Orchest SDK

Note

💡 The Orchest SDK comes pre-installed when using Orchest.

Python

Data passing

Please refer to the dedicated section on data passing.

Parameters

Check out an example in the parameters section in jobs.

R

Tip

👉 Import the example project showcasing R straight in Orchest (how to import a project).

The Orchest SDK in R works through the reticulate package. To explain its usage, an example project is provided below.

First, create an Orchest environment which uses the orchest/base-kernel-r base image (you can find more details here). Next you want to install reticulate and configure access to Python and the Orchest SDK. You can do so by having a script (let’s say Install.r) in your project with the following content:

install.packages("reticulate", repos = "http://cran.us.r-project.org")
library(reticulate)

# Dynamically find system Python
python_path <- system("which python", intern=TRUE)
use_python(python_path)

# Pre compile orchest deps
orchest <- import("orchest")

print(orchest)

and having the environment set-up script perform Rscript Install.r.
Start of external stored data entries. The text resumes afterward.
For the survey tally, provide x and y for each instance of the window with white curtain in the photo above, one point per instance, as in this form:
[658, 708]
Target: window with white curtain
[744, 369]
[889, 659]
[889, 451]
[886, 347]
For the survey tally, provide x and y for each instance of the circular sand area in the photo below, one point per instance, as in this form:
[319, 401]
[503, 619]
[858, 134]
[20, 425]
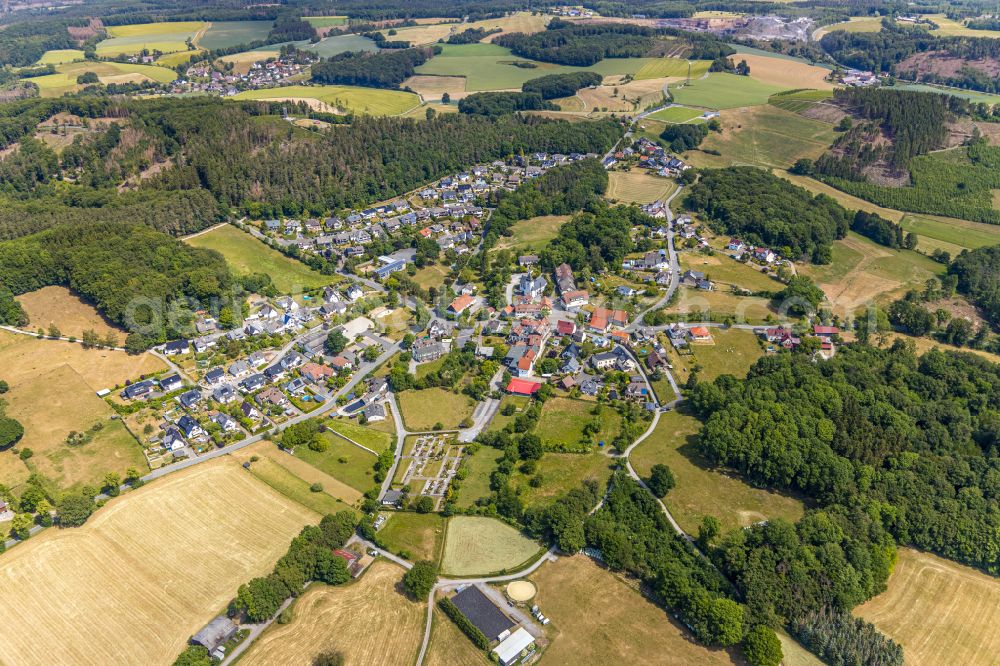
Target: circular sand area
[521, 590]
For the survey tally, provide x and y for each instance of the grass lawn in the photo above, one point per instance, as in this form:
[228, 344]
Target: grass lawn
[450, 647]
[532, 235]
[246, 254]
[724, 91]
[225, 34]
[363, 435]
[639, 186]
[561, 472]
[733, 353]
[372, 101]
[64, 80]
[431, 276]
[477, 483]
[477, 545]
[939, 611]
[701, 491]
[423, 409]
[718, 305]
[662, 67]
[563, 420]
[356, 470]
[763, 136]
[167, 37]
[421, 535]
[722, 268]
[567, 592]
[677, 114]
[60, 56]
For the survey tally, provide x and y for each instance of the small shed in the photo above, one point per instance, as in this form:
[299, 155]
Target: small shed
[215, 633]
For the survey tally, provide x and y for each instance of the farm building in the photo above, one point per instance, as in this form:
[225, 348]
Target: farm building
[483, 613]
[215, 633]
[510, 650]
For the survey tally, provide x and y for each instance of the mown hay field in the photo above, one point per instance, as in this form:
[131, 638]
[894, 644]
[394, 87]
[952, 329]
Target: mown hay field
[58, 305]
[589, 606]
[639, 186]
[369, 621]
[245, 254]
[701, 491]
[145, 572]
[720, 90]
[939, 611]
[477, 545]
[345, 98]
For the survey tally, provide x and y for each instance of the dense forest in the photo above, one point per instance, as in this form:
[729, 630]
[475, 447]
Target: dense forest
[218, 155]
[763, 209]
[886, 51]
[554, 86]
[384, 69]
[909, 443]
[493, 104]
[978, 273]
[143, 280]
[580, 45]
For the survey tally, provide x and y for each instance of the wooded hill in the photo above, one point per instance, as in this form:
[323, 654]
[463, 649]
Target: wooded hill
[216, 155]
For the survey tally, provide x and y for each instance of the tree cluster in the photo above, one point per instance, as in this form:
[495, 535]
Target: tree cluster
[554, 86]
[763, 209]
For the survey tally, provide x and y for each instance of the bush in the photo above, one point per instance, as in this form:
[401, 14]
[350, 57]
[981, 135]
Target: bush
[477, 637]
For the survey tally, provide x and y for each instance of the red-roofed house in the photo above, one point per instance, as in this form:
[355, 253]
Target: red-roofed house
[460, 305]
[523, 387]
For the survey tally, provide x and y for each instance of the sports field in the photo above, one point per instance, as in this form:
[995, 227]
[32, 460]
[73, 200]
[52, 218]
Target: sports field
[423, 409]
[662, 67]
[64, 80]
[563, 420]
[701, 491]
[533, 234]
[368, 622]
[245, 254]
[225, 34]
[476, 545]
[60, 56]
[639, 186]
[721, 90]
[417, 536]
[145, 572]
[346, 98]
[863, 272]
[58, 305]
[785, 73]
[677, 114]
[763, 136]
[166, 37]
[567, 592]
[939, 611]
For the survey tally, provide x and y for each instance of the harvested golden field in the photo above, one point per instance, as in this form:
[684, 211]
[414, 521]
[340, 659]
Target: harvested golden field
[369, 621]
[450, 647]
[59, 306]
[939, 611]
[783, 72]
[432, 87]
[23, 356]
[145, 572]
[638, 186]
[568, 590]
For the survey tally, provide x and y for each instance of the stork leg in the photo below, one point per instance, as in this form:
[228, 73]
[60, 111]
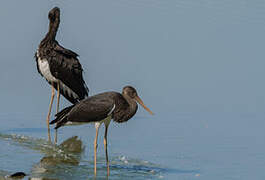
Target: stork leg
[106, 146]
[57, 109]
[49, 113]
[97, 125]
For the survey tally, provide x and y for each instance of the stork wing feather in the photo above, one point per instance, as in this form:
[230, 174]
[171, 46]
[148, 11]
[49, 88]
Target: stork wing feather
[94, 108]
[65, 66]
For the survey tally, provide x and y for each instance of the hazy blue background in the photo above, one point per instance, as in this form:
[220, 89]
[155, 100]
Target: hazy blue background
[198, 64]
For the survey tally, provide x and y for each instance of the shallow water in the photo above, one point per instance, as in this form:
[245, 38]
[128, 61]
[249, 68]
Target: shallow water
[205, 146]
[198, 65]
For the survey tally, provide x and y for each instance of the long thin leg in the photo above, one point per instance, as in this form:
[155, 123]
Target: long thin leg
[49, 113]
[97, 125]
[57, 109]
[106, 146]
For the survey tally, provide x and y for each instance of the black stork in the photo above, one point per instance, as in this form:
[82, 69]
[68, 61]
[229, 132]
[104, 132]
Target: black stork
[101, 108]
[60, 67]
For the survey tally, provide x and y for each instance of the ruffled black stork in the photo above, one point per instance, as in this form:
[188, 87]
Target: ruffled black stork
[101, 108]
[60, 67]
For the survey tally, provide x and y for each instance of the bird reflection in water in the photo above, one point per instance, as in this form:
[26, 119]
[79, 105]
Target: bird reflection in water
[68, 153]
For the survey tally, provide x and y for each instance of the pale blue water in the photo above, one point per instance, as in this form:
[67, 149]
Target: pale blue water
[198, 65]
[186, 146]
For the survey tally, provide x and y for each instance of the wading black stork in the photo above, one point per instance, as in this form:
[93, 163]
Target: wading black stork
[60, 67]
[99, 109]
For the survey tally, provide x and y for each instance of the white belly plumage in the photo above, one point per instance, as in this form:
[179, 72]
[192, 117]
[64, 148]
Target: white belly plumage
[45, 71]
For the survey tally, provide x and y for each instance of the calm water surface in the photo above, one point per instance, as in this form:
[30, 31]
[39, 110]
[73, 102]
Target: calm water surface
[193, 146]
[198, 65]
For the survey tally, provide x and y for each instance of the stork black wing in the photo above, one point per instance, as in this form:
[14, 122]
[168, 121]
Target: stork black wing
[65, 66]
[94, 108]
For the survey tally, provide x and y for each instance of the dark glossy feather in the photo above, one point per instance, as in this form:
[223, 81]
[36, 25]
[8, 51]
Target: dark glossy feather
[63, 63]
[97, 108]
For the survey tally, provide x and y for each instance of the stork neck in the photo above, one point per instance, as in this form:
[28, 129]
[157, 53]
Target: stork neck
[132, 106]
[53, 28]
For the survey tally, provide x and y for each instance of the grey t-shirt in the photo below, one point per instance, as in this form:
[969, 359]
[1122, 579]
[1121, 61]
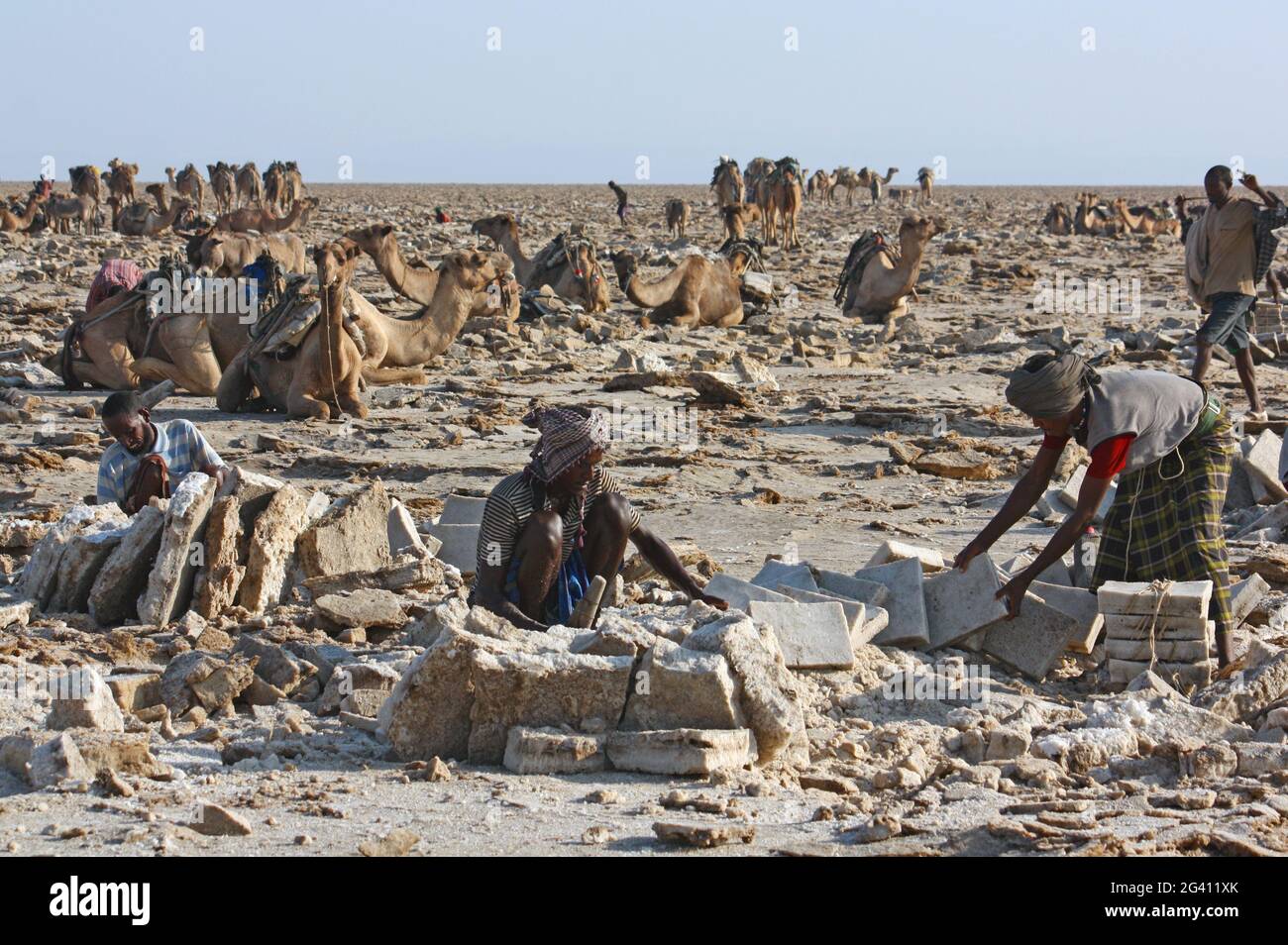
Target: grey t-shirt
[1159, 408]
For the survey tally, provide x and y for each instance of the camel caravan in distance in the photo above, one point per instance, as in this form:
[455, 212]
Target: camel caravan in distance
[313, 344]
[1091, 217]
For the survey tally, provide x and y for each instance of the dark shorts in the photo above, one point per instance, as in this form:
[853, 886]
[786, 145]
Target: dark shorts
[1228, 322]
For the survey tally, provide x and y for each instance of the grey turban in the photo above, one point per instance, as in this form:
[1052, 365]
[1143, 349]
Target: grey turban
[1044, 386]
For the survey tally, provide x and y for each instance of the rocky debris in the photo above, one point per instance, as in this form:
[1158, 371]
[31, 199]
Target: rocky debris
[81, 699]
[220, 821]
[359, 687]
[961, 602]
[352, 535]
[1160, 627]
[682, 751]
[362, 608]
[811, 636]
[1031, 640]
[553, 751]
[270, 546]
[769, 698]
[678, 687]
[40, 577]
[124, 576]
[703, 834]
[219, 577]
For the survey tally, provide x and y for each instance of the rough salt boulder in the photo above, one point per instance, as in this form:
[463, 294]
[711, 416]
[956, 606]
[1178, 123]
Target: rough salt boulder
[352, 535]
[40, 576]
[180, 551]
[351, 679]
[81, 699]
[270, 545]
[540, 689]
[769, 698]
[124, 576]
[364, 608]
[220, 576]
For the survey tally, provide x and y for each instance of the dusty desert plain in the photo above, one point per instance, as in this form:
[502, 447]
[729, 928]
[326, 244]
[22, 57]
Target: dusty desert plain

You will then be able to access the Orchest SDK through R in every step that makes use of this environment . To do data passing, for example, you would do the following:

library(reticulate);
python_path <- system("which python", intern=TRUE);
use_python(python_path);
orchest <- import("orchest");
orchest$transfer$output(2, name="Test");

In a child step you will be able to retrieve the output:

library(reticulate);
python_path <- system("which python", intern=TRUE);
use_python(python_path);
orchest <- import("orchest")
step_inputs = orchest$transfer$get_inputs()
step_inputs$Test

Julia

Refer to the Julia example project showcasing Julia in Orchest (how to import a project).

API reference

orchest.transfer

Transfer mechanisms to output data and get data.

class orchest.transfer.Serialization(value)

Possible types of serialization.

Types are:

  • ARROW_TABLE

  • ARROW_BATCH

  • PICKLE

orchest.transfer.get_inputs(ignore_failure: bool = False, verbose: bool = False) Dict[str, Any]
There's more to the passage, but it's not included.